SDB :Pure golang development, distributed, rich data structure, persistent, easy-to-use NoSQL database
Why do you need SDB?
Consider the following business scenario:
- Counting Service: Count the likes, plays and other data of the content
- Commenting Service: After posting a comment, view a list of comments for a piece of content
- Recommendation Service: each user has a recommendation list with content and weight
The above business scenarios can all be implemented through MySQL + Redis.
MySQL acts as a persistent capability in this scenario, and Redis provides read and write
capabilities for online services.
The above storage requirements are: persistence + high performance + rich data structure. Can only
one storage be used to satisfy the above scenario?
The answer is: very little. Some databases either support insufficient data structure, or data
structure is not rich enough, or the access cost is too high......
In order to solve the above problems, SDB was created.
A brief introduction to SDB
- Pure golang development, the core code does not exceed 1k, the code is easy to read
- Rich data structure
- Persistence - using pebble 、leveldb 、badger storage engine
- Monitor
- Support prometheus + grafana monitoring solution
- cli
- Easy to use cli
- distributed
- Implemented master-slave architecture based on raft
Architecture
- Implemented a master-slave architecture based on the raft protocol.
- When a write request is initiated, any node can be connected. If the node is the master node, the request will be processed directly, otherwise the request will be forwarded to the master node.
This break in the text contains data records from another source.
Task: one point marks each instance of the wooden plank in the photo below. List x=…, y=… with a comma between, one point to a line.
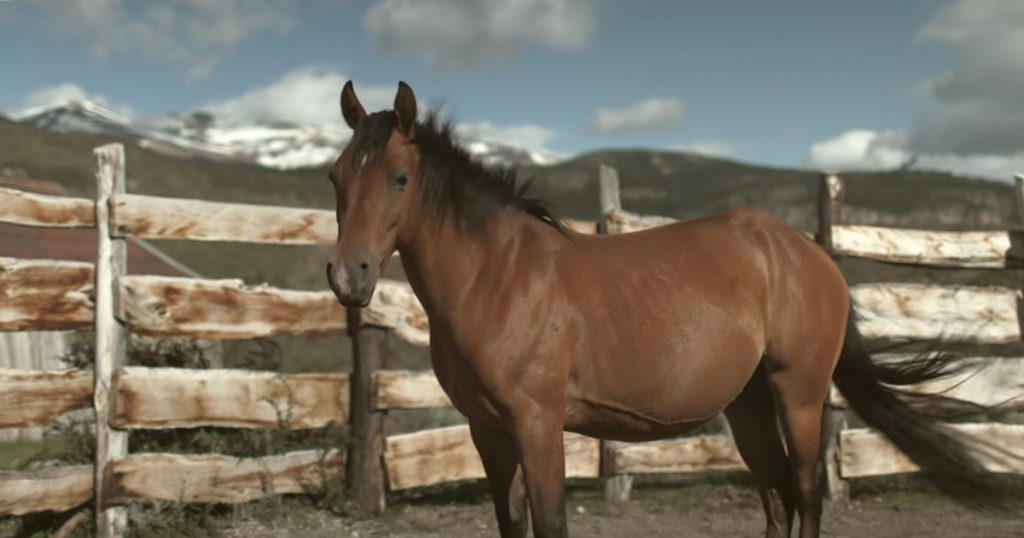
x=1019, y=179
x=35, y=398
x=170, y=306
x=581, y=226
x=217, y=479
x=867, y=453
x=621, y=221
x=51, y=490
x=156, y=217
x=169, y=398
x=30, y=209
x=408, y=389
x=955, y=249
x=919, y=312
x=111, y=343
x=448, y=454
x=40, y=294
x=682, y=455
x=985, y=381
x=616, y=487
x=366, y=473
x=834, y=419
- When initiating a read request, you can connect to any node, and the node will process the request directly.
Quick to use
Compile protobuf
Due to the use of protobuf, the project does not upload the go files generated by protobuf to
github. Need to manually trigger compilation of protobuf files
sh ./scripts/build_protobuf.sh
Start the master server
sh ./scripts/start_sdb.sh
Start the slave server1
sh ./scripts/start_slave1.sh
Start the slave server2
sh ./scripts/start_slave2.sh
Use pebble storage engine by default.
Use cli
Client use
package main
import (
"github.com/yemingfeng/sdb/internal/util"
pb "github.com/yemingfeng/sdb/pkg/protobuf"
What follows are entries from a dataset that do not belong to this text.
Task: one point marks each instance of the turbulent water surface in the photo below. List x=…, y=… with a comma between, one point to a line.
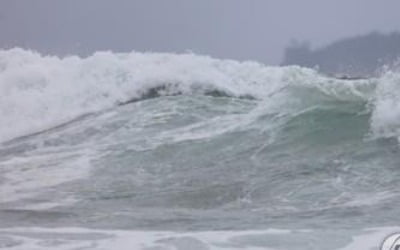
x=164, y=151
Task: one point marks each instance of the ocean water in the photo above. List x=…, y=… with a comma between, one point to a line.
x=164, y=151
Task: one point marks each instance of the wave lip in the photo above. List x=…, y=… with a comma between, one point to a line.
x=38, y=92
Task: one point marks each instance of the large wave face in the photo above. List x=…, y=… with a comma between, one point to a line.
x=39, y=92
x=188, y=142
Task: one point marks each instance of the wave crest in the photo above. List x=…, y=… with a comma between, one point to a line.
x=38, y=92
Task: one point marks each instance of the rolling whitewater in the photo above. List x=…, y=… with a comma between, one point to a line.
x=165, y=151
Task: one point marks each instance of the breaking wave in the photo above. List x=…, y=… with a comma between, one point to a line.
x=38, y=92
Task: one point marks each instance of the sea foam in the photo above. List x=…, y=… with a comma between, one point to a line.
x=38, y=92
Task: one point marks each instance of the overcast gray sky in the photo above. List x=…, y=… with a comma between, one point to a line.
x=238, y=29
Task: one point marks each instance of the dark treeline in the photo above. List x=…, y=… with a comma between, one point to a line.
x=358, y=56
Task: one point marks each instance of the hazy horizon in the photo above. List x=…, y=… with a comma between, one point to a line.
x=252, y=30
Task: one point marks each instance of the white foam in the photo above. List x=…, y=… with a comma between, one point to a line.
x=38, y=92
x=80, y=238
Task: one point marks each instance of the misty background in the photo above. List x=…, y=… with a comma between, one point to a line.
x=258, y=30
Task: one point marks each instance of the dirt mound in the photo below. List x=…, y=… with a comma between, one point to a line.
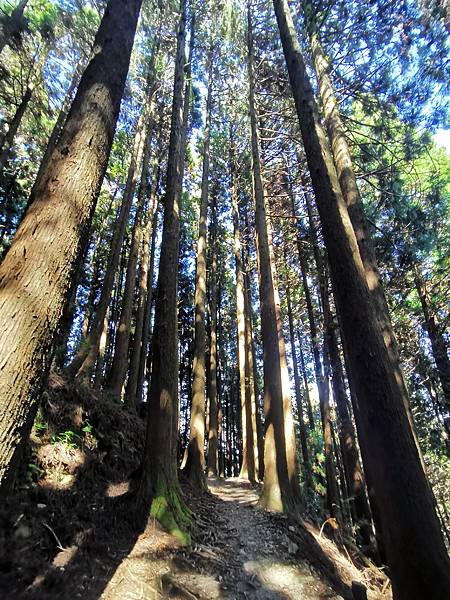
x=82, y=450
"golang.org/x/net/context"
"google.golang.org/grpc"
)
var clientLogger = util.GetLogger("client")
func main() {
conn, err := grpc.Dial(":10000", grpc.WithInsecure())
if err != nil {
clientLogger.Printf("faild to connect: %+v", err)
}
defer func() {
_ = conn.Close()
}()
c := pb.NewSDBClient(conn)
setResponse, err := c.Set(context.Background(),
&pb.SetRequest{Key: []byte("hello"), Value: []byte("world")})
clientLogger.Printf("setResponse: %+v, err: %+v", setResponse, err)
getResponse, err := c.Get(context.Background(),
&pb.GetRequest{Key: []byte("hello")})
clientLogger.Printf("getResponse: %+v, err: %+v", getResponse, err)
}
Performance Testing
Test script: benchmark
Testing Machine: MacBook Pro (13-inch, 2016, Four Thunderbolt 3 Ports)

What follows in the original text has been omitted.